“Your dog has cancer.” Nothing may be more devastating to a dog owner than those words. Cancer is fairly common in older dogs. In fact, it is one of the leading causes of natural death in canine companions, period.
What about wild dog species? Are they just as susceptible to these malignancies and does cancer likely impact the conservation programs for wild canids?
Carlos Sanchez, an Associate Veterinarian at the Chicago Zoological Society’s Brookfield Zoo and Randy Drees, a veterinary radiological oncologist at the University of Wisconsin-Madison have teamed up to answer these very questions.
With the help of state of the art diagnostic imaging tools, the veterinarians are spearheading an investigation into the occurrence of nasal tumors in the most endangered wolf in the world—the Mexican grey wolf. The tumors, which are found in 1-2% of domestic dogs, are also prevalent in grey wolves.

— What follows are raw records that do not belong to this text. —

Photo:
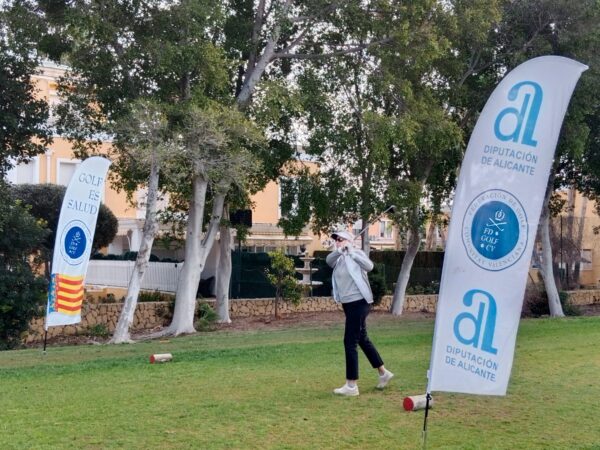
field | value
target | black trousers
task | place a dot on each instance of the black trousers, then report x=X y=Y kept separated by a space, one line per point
x=355 y=334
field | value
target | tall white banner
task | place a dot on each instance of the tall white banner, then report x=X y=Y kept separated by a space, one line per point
x=494 y=220
x=74 y=237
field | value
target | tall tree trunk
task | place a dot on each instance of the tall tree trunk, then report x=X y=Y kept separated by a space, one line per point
x=121 y=334
x=223 y=276
x=430 y=237
x=185 y=298
x=546 y=260
x=365 y=241
x=185 y=301
x=546 y=265
x=578 y=239
x=414 y=240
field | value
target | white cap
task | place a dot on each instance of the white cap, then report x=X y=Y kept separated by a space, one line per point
x=343 y=234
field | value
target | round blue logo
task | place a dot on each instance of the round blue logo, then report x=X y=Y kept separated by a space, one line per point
x=75 y=240
x=495 y=230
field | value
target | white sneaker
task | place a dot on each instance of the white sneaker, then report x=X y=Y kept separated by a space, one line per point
x=384 y=379
x=347 y=391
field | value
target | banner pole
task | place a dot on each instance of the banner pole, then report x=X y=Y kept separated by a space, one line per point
x=428 y=397
x=45 y=340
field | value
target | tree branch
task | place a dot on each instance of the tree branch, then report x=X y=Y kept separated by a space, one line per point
x=349 y=50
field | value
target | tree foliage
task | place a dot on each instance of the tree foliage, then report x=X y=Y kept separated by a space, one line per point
x=282 y=275
x=22 y=292
x=44 y=202
x=24 y=130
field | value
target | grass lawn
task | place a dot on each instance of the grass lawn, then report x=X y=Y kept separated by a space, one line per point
x=273 y=390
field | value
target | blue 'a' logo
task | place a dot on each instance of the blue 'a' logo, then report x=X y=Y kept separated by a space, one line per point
x=473 y=325
x=509 y=122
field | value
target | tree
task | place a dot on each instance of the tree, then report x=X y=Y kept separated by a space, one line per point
x=565 y=29
x=24 y=132
x=44 y=202
x=282 y=275
x=144 y=141
x=187 y=72
x=266 y=37
x=22 y=292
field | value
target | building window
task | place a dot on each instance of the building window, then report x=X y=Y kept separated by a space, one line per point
x=24 y=173
x=66 y=169
x=385 y=229
x=586 y=260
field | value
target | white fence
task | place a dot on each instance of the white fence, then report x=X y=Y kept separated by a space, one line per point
x=158 y=276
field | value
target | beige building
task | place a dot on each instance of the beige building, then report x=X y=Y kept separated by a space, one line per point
x=58 y=164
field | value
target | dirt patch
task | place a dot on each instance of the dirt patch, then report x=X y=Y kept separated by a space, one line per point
x=297 y=320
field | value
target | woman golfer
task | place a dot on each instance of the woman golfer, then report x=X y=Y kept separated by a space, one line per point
x=351 y=288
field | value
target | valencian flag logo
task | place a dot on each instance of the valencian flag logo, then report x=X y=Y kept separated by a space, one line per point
x=74 y=237
x=66 y=294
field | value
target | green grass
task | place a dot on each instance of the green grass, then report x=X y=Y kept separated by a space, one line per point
x=272 y=390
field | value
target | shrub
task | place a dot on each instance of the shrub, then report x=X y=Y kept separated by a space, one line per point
x=282 y=275
x=98 y=330
x=155 y=296
x=22 y=292
x=206 y=318
x=377 y=282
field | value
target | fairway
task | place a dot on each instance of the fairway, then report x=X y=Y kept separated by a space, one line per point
x=272 y=390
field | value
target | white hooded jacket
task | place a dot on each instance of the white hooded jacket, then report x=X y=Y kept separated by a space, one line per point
x=358 y=264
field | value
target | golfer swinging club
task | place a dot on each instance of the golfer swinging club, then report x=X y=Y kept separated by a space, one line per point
x=351 y=288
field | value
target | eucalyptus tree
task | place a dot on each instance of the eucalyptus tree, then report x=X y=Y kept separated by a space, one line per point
x=271 y=40
x=565 y=29
x=120 y=52
x=144 y=144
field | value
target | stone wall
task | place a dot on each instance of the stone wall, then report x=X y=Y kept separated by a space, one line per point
x=149 y=315
x=103 y=317
x=584 y=297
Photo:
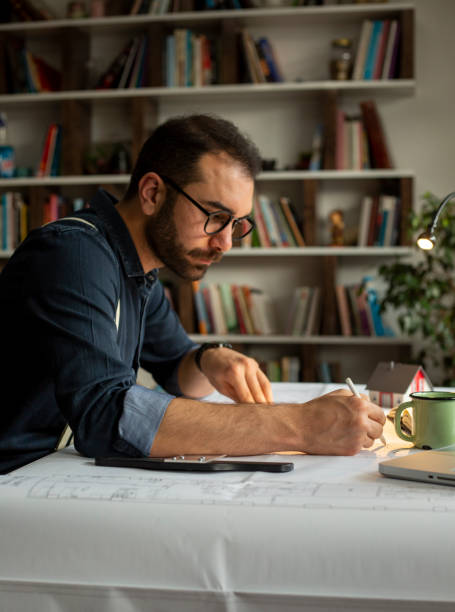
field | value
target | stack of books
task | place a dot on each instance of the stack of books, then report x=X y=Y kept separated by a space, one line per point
x=26 y=72
x=380 y=219
x=260 y=60
x=14 y=220
x=359 y=310
x=304 y=316
x=223 y=309
x=354 y=142
x=377 y=51
x=128 y=68
x=50 y=158
x=277 y=224
x=190 y=59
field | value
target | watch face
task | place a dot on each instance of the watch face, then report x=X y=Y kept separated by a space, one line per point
x=205 y=347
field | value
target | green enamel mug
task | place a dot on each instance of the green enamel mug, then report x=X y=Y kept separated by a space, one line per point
x=433 y=417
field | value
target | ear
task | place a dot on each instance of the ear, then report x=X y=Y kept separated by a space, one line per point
x=151 y=191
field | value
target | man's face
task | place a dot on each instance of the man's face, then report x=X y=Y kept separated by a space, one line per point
x=176 y=234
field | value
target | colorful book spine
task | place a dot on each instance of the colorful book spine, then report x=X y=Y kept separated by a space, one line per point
x=372 y=50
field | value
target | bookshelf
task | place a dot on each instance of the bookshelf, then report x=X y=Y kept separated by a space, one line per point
x=79 y=108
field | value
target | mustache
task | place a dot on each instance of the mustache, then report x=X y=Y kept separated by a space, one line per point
x=212 y=255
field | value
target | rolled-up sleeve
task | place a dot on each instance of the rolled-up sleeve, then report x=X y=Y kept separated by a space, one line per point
x=143 y=411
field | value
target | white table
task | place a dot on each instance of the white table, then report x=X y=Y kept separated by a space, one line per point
x=333 y=534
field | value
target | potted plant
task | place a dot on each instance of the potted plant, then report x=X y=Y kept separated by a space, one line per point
x=423 y=292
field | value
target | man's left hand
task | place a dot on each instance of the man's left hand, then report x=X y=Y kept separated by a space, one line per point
x=236 y=376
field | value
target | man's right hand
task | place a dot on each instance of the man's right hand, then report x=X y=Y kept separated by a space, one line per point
x=339 y=423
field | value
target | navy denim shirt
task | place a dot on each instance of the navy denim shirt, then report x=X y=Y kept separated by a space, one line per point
x=65 y=360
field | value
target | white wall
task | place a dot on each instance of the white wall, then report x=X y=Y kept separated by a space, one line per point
x=422 y=128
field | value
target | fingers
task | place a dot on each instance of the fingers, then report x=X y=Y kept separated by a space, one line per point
x=246 y=383
x=254 y=387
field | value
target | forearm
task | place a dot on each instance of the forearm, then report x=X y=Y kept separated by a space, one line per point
x=193 y=427
x=192 y=382
x=335 y=424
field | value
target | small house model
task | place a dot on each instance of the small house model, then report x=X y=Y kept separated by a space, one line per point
x=391 y=383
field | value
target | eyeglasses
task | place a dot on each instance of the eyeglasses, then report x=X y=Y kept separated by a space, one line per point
x=216 y=221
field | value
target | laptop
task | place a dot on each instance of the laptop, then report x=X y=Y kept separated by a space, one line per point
x=432 y=466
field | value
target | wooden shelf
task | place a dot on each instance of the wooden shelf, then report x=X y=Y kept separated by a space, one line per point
x=320 y=251
x=246 y=90
x=286 y=339
x=285 y=175
x=260 y=16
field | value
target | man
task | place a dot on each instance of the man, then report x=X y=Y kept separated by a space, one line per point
x=82 y=309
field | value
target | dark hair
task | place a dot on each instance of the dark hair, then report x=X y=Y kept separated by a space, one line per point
x=175 y=148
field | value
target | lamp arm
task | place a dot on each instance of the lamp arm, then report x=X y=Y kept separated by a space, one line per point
x=432 y=227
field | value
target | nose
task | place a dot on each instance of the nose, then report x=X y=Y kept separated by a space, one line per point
x=222 y=241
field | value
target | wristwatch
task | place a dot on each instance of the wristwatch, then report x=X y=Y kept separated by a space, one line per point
x=205 y=347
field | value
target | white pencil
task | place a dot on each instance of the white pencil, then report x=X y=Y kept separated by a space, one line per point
x=354 y=391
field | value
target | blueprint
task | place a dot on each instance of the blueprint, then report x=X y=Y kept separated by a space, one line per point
x=317 y=482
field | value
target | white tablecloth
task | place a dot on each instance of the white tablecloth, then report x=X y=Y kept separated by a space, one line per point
x=333 y=534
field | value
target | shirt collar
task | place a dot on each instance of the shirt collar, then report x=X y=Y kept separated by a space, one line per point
x=104 y=205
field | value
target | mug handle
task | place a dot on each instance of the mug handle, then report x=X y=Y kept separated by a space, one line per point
x=398 y=429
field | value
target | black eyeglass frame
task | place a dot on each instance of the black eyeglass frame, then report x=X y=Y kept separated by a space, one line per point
x=230 y=218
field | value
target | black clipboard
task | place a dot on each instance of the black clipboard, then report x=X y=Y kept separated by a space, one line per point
x=199 y=464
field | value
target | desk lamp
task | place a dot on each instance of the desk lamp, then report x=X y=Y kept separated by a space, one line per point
x=427 y=239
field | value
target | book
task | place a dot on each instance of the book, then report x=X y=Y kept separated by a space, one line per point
x=374 y=307
x=274 y=72
x=300 y=317
x=45 y=152
x=219 y=323
x=54 y=169
x=127 y=69
x=356 y=324
x=362 y=48
x=136 y=77
x=287 y=239
x=355 y=143
x=254 y=70
x=314 y=313
x=201 y=310
x=387 y=204
x=110 y=77
x=375 y=221
x=391 y=52
x=343 y=310
x=262 y=312
x=46 y=76
x=372 y=49
x=238 y=310
x=366 y=206
x=330 y=125
x=340 y=144
x=228 y=307
x=170 y=61
x=261 y=228
x=284 y=203
x=316 y=148
x=272 y=229
x=376 y=137
x=382 y=45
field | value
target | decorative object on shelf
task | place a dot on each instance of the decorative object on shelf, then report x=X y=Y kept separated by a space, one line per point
x=391 y=383
x=336 y=219
x=427 y=239
x=423 y=293
x=76 y=10
x=7 y=159
x=341 y=59
x=268 y=165
x=97 y=8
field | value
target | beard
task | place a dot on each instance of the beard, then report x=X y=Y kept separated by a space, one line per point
x=162 y=238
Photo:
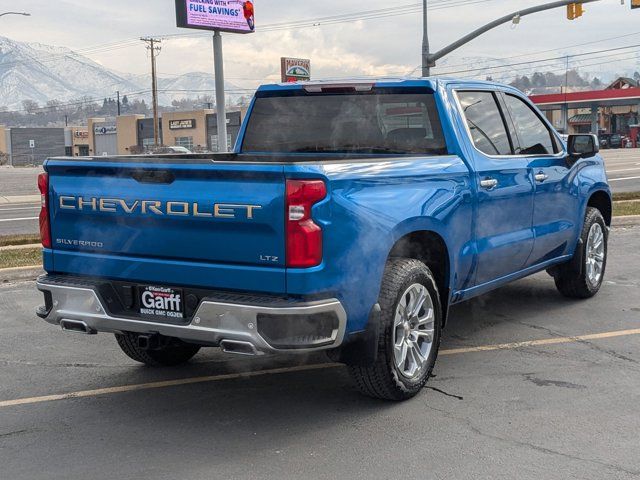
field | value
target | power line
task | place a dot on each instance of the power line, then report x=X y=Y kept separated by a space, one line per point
x=482 y=69
x=555 y=49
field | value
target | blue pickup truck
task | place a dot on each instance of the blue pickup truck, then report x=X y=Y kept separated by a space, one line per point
x=349 y=218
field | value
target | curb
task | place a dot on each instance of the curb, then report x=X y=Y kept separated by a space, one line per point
x=19 y=199
x=626 y=221
x=20 y=273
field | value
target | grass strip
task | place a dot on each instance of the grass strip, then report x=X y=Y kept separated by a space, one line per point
x=20 y=258
x=626 y=208
x=617 y=197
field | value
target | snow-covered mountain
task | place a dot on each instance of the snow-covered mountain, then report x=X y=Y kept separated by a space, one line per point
x=33 y=71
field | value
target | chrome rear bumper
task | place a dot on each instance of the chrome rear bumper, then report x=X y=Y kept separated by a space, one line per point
x=234 y=326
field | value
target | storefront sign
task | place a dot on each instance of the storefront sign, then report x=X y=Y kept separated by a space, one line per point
x=182 y=124
x=236 y=16
x=295 y=69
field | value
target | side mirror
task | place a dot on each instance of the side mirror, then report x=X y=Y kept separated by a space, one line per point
x=582 y=146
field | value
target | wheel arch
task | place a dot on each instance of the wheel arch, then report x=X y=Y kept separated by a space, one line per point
x=601 y=200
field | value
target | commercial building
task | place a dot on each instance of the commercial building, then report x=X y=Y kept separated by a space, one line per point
x=198 y=130
x=31 y=146
x=195 y=130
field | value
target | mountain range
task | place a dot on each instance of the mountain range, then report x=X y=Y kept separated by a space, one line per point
x=38 y=72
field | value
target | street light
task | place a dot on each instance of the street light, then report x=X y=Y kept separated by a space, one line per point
x=25 y=14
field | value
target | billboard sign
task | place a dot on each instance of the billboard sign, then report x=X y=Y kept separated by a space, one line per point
x=182 y=124
x=102 y=129
x=235 y=16
x=295 y=69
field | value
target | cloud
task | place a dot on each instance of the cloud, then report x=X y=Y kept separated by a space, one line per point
x=383 y=46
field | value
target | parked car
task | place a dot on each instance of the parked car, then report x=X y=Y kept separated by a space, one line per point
x=350 y=218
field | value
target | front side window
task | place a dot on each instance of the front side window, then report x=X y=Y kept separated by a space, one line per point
x=374 y=122
x=533 y=136
x=485 y=122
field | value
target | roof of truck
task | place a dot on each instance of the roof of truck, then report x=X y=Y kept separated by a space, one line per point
x=407 y=82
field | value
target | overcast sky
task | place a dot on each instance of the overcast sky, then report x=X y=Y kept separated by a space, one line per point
x=381 y=46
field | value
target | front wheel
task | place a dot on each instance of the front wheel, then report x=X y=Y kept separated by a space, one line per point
x=586 y=280
x=411 y=323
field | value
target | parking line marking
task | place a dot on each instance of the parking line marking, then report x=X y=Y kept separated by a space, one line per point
x=544 y=341
x=302 y=368
x=38 y=207
x=624 y=170
x=162 y=384
x=29 y=218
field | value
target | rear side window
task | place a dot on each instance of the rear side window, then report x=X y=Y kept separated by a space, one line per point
x=377 y=122
x=485 y=122
x=533 y=136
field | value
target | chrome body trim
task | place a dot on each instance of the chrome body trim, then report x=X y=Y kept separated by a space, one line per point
x=213 y=322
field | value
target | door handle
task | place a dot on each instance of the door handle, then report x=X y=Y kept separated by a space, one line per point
x=489 y=183
x=541 y=177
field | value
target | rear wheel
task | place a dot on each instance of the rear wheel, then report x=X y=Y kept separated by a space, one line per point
x=411 y=322
x=584 y=282
x=172 y=352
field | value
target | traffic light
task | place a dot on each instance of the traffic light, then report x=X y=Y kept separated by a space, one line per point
x=575 y=10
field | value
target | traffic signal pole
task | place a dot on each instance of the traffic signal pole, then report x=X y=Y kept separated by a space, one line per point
x=425 y=40
x=429 y=59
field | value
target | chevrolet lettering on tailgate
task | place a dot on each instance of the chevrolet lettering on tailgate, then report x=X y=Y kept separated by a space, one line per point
x=156 y=207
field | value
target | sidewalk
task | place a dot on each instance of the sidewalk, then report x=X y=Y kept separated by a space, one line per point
x=19 y=199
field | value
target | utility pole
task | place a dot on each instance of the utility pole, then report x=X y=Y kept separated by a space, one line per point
x=154 y=49
x=221 y=110
x=426 y=69
x=431 y=58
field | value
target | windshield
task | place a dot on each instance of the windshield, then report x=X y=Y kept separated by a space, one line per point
x=353 y=123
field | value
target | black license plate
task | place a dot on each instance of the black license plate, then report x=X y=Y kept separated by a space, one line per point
x=161 y=302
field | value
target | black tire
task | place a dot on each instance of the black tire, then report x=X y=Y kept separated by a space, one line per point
x=383 y=379
x=573 y=282
x=174 y=353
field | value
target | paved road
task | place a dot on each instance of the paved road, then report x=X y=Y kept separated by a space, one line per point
x=551 y=411
x=623 y=167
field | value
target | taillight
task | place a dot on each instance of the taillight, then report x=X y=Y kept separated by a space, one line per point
x=304 y=236
x=45 y=228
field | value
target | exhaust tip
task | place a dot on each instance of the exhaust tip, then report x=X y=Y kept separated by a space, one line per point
x=238 y=347
x=76 y=326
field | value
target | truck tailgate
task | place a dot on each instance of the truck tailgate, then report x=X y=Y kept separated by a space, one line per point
x=199 y=223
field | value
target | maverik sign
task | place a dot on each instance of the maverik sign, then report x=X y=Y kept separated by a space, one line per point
x=295 y=69
x=236 y=16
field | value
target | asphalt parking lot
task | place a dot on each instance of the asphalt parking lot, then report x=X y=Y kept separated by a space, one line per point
x=563 y=404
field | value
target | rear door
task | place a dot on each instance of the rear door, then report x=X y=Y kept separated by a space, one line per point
x=556 y=202
x=504 y=234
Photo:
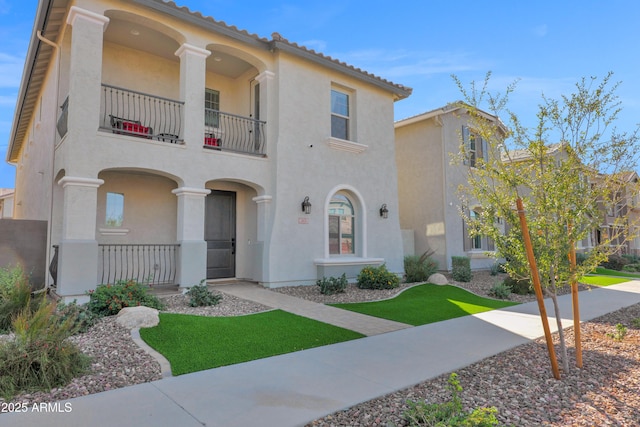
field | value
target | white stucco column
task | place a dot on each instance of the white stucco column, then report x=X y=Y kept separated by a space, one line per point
x=192 y=85
x=85 y=69
x=78 y=248
x=269 y=108
x=192 y=261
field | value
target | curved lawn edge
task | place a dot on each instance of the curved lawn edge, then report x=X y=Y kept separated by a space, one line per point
x=194 y=343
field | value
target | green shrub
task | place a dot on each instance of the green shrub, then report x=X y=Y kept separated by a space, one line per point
x=201 y=296
x=15 y=296
x=615 y=262
x=519 y=286
x=419 y=268
x=108 y=300
x=461 y=268
x=40 y=357
x=332 y=285
x=82 y=317
x=449 y=413
x=500 y=290
x=620 y=333
x=377 y=278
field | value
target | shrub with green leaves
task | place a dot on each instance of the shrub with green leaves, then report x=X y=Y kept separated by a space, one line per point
x=201 y=296
x=615 y=262
x=332 y=285
x=449 y=413
x=461 y=268
x=39 y=357
x=15 y=296
x=82 y=317
x=500 y=290
x=419 y=268
x=108 y=300
x=377 y=278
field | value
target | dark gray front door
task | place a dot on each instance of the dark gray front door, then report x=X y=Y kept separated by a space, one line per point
x=220 y=234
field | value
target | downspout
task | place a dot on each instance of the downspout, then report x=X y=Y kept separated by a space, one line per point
x=55 y=118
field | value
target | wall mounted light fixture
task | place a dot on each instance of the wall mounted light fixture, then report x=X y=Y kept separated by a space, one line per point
x=384 y=212
x=306 y=205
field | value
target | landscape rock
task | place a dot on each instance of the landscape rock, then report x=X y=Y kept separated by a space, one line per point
x=138 y=317
x=438 y=279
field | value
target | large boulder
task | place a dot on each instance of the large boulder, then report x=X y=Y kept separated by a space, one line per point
x=437 y=279
x=138 y=317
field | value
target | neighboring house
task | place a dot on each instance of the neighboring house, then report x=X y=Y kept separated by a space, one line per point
x=172 y=147
x=428 y=180
x=7 y=196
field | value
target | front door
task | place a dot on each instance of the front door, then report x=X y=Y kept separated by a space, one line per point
x=220 y=234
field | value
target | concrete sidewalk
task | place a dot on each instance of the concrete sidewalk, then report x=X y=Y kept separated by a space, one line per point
x=296 y=388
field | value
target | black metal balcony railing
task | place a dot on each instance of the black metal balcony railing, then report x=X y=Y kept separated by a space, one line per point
x=138 y=114
x=150 y=264
x=230 y=132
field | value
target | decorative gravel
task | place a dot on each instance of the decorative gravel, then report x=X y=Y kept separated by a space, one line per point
x=518 y=382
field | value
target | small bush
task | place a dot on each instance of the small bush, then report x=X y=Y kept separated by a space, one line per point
x=377 y=278
x=419 y=268
x=201 y=296
x=620 y=333
x=449 y=413
x=39 y=357
x=82 y=317
x=461 y=268
x=108 y=300
x=500 y=290
x=332 y=285
x=15 y=296
x=615 y=262
x=519 y=286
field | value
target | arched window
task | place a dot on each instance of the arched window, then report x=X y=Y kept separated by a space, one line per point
x=341 y=225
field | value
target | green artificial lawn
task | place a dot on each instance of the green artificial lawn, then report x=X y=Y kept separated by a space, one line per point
x=194 y=343
x=603 y=280
x=607 y=272
x=427 y=303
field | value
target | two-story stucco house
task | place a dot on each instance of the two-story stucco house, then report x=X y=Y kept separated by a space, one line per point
x=166 y=145
x=428 y=179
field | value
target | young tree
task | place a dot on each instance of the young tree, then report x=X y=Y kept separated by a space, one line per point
x=571 y=172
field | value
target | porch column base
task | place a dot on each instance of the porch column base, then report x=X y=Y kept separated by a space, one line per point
x=192 y=263
x=77 y=269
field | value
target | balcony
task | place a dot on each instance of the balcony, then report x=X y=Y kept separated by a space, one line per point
x=128 y=112
x=230 y=132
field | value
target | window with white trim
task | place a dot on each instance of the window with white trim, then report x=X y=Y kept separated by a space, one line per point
x=340 y=115
x=114 y=214
x=341 y=225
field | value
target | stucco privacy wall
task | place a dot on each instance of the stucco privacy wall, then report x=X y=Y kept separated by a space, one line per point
x=23 y=243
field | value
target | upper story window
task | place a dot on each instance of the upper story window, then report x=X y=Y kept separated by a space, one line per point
x=115 y=210
x=340 y=118
x=341 y=225
x=211 y=108
x=475 y=147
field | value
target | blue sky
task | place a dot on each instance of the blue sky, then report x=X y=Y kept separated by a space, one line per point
x=547 y=44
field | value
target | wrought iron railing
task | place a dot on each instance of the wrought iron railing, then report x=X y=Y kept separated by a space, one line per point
x=138 y=114
x=230 y=132
x=152 y=264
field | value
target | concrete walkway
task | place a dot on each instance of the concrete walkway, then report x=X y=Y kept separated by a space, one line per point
x=362 y=323
x=296 y=388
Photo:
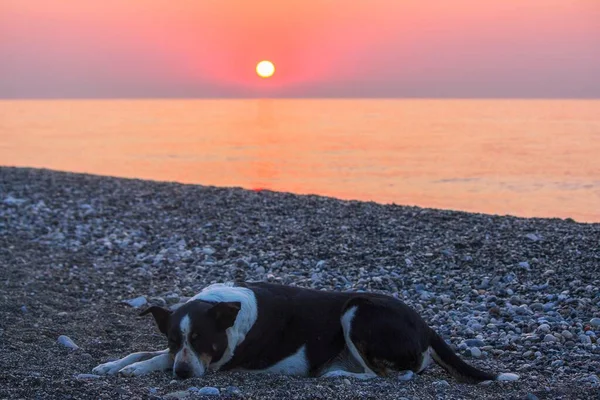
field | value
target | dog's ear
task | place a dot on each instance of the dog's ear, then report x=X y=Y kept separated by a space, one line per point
x=161 y=316
x=225 y=313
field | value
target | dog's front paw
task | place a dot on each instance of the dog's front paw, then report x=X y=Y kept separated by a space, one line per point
x=135 y=369
x=109 y=368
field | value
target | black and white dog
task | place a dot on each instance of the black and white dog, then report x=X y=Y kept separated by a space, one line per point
x=265 y=327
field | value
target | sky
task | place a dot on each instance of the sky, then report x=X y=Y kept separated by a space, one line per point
x=320 y=48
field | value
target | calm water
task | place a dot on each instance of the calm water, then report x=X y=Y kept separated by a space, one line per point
x=527 y=158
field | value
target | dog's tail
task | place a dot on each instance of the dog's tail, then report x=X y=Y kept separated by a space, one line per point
x=447 y=359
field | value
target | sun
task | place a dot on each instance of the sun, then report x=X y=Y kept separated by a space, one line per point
x=265 y=69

According to Dr. Drees, “Computed tomographic (CT) exams have become the gold standard in diagnosing nasal tumors in companion animals from the diagnostic imaging perspective.” She indicated that the Brookfield Zoo is particularly poised to lead the study because of their on-site CT scanners–imaging technology not available at all zoo medical facilities.
Unlike the limited views offered by plain film radiography, the CT scan offers 3-dimensional, cross-sectional views of intricate anatomy like that of the head and rostrum. “Evaluating the CT exam we can exactly detect the presence or absence of disease, define the extent of disease as well as type [of pathology], and with that usually also the prognosis for the individual animal,” said Dr. Drees.
With as few as 50 of this Mexican subspecies in the wild, it is really important to screen captive individuals that are intended for release into the wild—especially if the disease is genetically linked.
Wolves and other wild dog species are dolichocephalic–long-nosed–and like dolichocephalic dog breeds, these wolves may be particularly susceptible to certain cancers, including nasal tumors.
“To date, no one has reported on the prevalence of nasal carcinoma in Mexican gray wolves,” said Dr. Carlos Sanchez, who is also the veterinary advisor for the Mexican Gray Wolf Species Survival Plan program. “We want to better understand this condition in the Mexican wolf population and to investigate whether a genetic link plays a role. This could have an immediate impact on conservation efforts of this endangered species in both the United States and Mexico.”
The Mexican grey wolf subspecies, which was extirpated in the US and almost driven to extinction in the wilds of Mexico, has long been a strong candidate for reintroduction programs. However, the target number of wild animals has not yet been reached following restoration efforts for the wolf. Hence, the health of the captive gene pool remains critical to the conservation effort for the subspecies.
Although determining the presence of the nasal disease may seem straightforward, it is not. The eight Mexican grey wolves at the zoo are potential candidates for release into the wild and therefore minimal handling of the animals is permitted to reduce potential habituation of the wolves to people.
This past week the wolves were chemically immobilized for fairly lengthy examinations at the Zoo’s hospital. Because the animals are all part of pack with a strong hierarchical organization, removing any one individual could have been catastrophic for the social dynamic of the group. To facilitate the cancer screening, Associate Curator of Mammals Joan Daniels worked with the keeper staff to schedule dominant and subordinate animals for scans in a timely and particular sequence to minimize social conflict. The animals were scanned on the 18th, 19th, and 24th of this month.